Michael Spavor, un consultant vivant au Liaoning, est le second Canadien détenu par les autorités chinoises. Le premier étant Michael Kovrig, un ex-diplomate de passage à Pékin. Le ministère canadien des Affaires étrangères a confirmé l’identité de M. Spavor dans un communiqué, jeudi.

Ottawa confirme l'arrestation d'un second Canadien en Chine

OTTAWA — Le Canada a officiellement confirmé jeudi la détention d’un second Canadien en Chine alors que Pékin a simplement affirmé jusqu’ici avoir pris des «mesures coercitives» à l’encontre de deux citoyens canadiens.

«Nous pouvons confirmer qu’un citoyen canadien, Michael Spavor, est détenu en Chine», a indiqué le ministère canadien des Affaires étrangères dans un communiqué. «Nous avons soulevé cette affaire directement avec les autorités chinoises.
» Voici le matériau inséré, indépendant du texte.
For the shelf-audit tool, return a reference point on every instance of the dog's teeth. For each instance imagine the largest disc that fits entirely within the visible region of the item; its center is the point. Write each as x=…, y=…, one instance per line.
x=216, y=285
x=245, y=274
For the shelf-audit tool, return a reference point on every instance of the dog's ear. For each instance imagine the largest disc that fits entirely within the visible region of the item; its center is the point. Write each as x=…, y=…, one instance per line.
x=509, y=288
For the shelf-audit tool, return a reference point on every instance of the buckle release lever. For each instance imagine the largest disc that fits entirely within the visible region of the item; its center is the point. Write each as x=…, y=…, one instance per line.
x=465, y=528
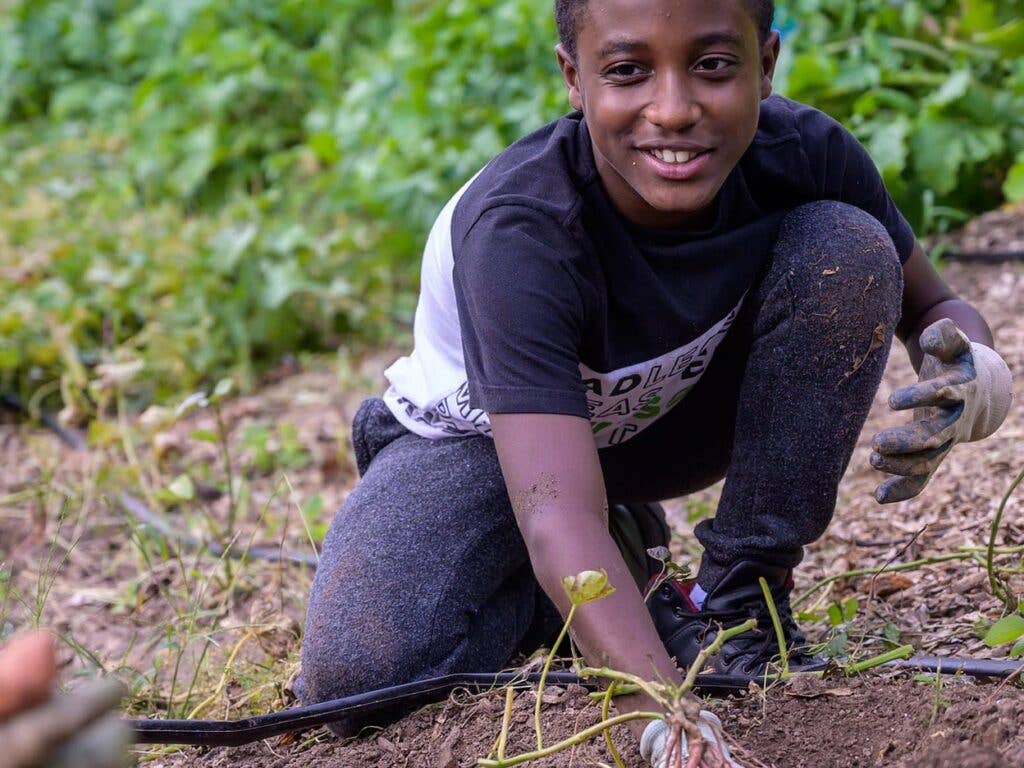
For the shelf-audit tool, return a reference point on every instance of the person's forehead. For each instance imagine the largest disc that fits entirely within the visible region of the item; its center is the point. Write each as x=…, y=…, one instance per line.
x=608, y=24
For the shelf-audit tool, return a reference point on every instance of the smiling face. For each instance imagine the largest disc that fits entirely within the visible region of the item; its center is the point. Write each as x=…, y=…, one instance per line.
x=671, y=90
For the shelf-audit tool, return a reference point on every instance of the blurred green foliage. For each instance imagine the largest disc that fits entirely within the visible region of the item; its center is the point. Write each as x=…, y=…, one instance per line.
x=934, y=89
x=205, y=185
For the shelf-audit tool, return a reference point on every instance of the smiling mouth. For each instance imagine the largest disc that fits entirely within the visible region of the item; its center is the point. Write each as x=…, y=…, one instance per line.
x=675, y=158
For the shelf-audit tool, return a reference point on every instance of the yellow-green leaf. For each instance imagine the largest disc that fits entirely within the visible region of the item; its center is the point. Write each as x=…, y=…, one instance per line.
x=588, y=586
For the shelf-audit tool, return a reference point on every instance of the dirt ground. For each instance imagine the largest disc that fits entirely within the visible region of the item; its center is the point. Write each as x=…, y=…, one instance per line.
x=82, y=574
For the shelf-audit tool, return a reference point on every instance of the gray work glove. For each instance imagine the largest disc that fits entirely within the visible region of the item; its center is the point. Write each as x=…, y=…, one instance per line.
x=963, y=394
x=77, y=730
x=654, y=743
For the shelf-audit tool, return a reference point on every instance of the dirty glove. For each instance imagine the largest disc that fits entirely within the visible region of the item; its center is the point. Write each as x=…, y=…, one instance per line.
x=963, y=394
x=56, y=731
x=654, y=743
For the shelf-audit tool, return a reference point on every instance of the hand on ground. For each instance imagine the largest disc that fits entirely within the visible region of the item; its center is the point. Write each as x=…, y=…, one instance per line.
x=38, y=728
x=660, y=751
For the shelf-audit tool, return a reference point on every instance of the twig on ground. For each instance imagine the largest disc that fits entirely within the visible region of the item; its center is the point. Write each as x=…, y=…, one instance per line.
x=891, y=560
x=783, y=652
x=912, y=565
x=273, y=554
x=999, y=587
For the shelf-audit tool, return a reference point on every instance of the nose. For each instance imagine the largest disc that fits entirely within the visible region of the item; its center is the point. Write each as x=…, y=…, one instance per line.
x=674, y=105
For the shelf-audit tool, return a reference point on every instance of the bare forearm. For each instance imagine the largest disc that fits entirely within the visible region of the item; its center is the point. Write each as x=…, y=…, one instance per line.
x=616, y=631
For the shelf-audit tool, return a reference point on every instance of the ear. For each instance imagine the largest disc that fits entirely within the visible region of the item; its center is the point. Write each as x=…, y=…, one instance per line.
x=769, y=57
x=571, y=77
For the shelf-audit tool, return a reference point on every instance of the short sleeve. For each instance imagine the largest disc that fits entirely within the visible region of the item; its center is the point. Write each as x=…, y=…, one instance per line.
x=844, y=171
x=520, y=313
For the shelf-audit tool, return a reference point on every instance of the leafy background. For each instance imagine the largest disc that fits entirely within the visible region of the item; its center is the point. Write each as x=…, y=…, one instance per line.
x=197, y=188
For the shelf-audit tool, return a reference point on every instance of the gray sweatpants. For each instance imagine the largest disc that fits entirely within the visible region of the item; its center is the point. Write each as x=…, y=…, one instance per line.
x=423, y=570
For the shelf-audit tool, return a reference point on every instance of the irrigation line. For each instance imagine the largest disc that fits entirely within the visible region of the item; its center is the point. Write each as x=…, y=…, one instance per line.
x=72, y=439
x=402, y=698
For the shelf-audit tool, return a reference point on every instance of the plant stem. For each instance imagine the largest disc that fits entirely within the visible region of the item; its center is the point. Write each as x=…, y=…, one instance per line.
x=625, y=679
x=605, y=710
x=912, y=565
x=999, y=588
x=572, y=740
x=715, y=647
x=902, y=651
x=506, y=722
x=777, y=624
x=544, y=675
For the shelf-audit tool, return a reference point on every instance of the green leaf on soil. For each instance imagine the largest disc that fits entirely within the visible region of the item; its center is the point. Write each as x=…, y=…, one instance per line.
x=182, y=487
x=1007, y=630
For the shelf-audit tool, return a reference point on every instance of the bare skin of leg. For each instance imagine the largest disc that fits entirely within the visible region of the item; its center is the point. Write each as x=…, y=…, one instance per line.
x=28, y=670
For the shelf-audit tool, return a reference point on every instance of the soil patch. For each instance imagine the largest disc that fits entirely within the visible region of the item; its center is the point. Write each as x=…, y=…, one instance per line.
x=840, y=723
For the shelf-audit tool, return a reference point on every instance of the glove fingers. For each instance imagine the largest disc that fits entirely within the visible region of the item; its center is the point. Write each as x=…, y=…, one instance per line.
x=943, y=340
x=39, y=730
x=922, y=463
x=924, y=434
x=103, y=745
x=900, y=488
x=942, y=390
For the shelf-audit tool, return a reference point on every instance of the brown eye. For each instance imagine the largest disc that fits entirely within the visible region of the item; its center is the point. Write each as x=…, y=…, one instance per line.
x=714, y=65
x=623, y=72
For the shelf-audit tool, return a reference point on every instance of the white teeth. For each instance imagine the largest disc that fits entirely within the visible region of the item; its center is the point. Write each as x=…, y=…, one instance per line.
x=675, y=158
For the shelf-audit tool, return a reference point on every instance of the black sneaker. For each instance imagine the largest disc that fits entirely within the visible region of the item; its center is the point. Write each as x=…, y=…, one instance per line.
x=685, y=630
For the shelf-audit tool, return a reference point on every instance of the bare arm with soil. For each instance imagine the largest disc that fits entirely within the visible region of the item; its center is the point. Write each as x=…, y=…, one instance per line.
x=927, y=298
x=554, y=480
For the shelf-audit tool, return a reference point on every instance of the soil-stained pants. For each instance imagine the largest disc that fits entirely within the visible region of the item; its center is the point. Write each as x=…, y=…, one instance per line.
x=423, y=570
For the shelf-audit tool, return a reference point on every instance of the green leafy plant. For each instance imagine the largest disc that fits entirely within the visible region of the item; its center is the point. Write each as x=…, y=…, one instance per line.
x=205, y=186
x=934, y=89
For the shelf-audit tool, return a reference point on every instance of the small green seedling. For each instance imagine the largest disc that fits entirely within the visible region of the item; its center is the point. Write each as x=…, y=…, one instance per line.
x=1009, y=630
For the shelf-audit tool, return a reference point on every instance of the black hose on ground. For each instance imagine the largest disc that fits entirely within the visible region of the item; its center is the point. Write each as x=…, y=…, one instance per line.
x=411, y=695
x=14, y=403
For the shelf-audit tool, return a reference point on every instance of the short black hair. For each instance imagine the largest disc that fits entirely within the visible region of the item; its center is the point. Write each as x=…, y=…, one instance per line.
x=569, y=12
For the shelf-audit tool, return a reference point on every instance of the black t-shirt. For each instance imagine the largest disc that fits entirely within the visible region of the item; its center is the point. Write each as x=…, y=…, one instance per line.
x=565, y=307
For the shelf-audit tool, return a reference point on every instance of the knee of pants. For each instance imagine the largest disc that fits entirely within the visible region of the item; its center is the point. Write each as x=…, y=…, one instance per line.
x=344, y=655
x=837, y=257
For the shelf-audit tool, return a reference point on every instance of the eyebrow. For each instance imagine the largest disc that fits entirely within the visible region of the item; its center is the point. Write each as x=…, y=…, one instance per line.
x=704, y=41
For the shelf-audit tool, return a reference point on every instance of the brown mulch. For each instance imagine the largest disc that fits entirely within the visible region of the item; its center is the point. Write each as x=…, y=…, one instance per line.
x=876, y=720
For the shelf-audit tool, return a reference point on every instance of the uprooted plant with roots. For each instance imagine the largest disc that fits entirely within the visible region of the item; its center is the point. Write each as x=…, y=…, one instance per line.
x=692, y=739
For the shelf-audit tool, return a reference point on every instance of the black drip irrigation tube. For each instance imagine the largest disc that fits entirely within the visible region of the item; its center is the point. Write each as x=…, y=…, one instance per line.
x=402, y=698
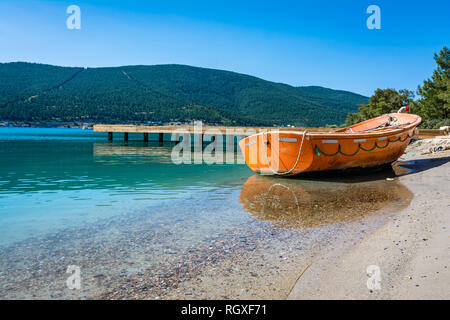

Le gouvernement canadien est préoccupé par cette affaire et continuera de discuter avec le gouvernement chinois».

La Chine a indiqué qu’elle soupçonnait les deux Canadiens «d’activités menaçant sa sécurité nationale», près de deux semaines après l’arrestation au Canada d’une dirigeante du géant chinois des télécoms Huawei.

Michael Kovrig, un ex-diplomate de passage à Pékin, et Michael Spavor, un consultant vivant au Liaoning, une province du nord-est de la Chine, «font actuellement l’objet d’une enquête», a déclaré lors d’un point presse le porte-parole du ministère chinois des Affaires étrangères, Lu Kang.

«Ils font l’objet de mesures coercitives de la part d’organismes de sécurité de la province du Liaoning et de Pékin, conformément à la loi», a précisé Lu Kang.

Affaire Huawei

Ces accusations frappant coup sur coup deux ressortissants canadiens interviennent alors que la Chine ne décolère pas depuis l’arrestation à Vancouver début décembre de Meng Wanzhou, directrice financière de Huawei, à la demande des États-Unis.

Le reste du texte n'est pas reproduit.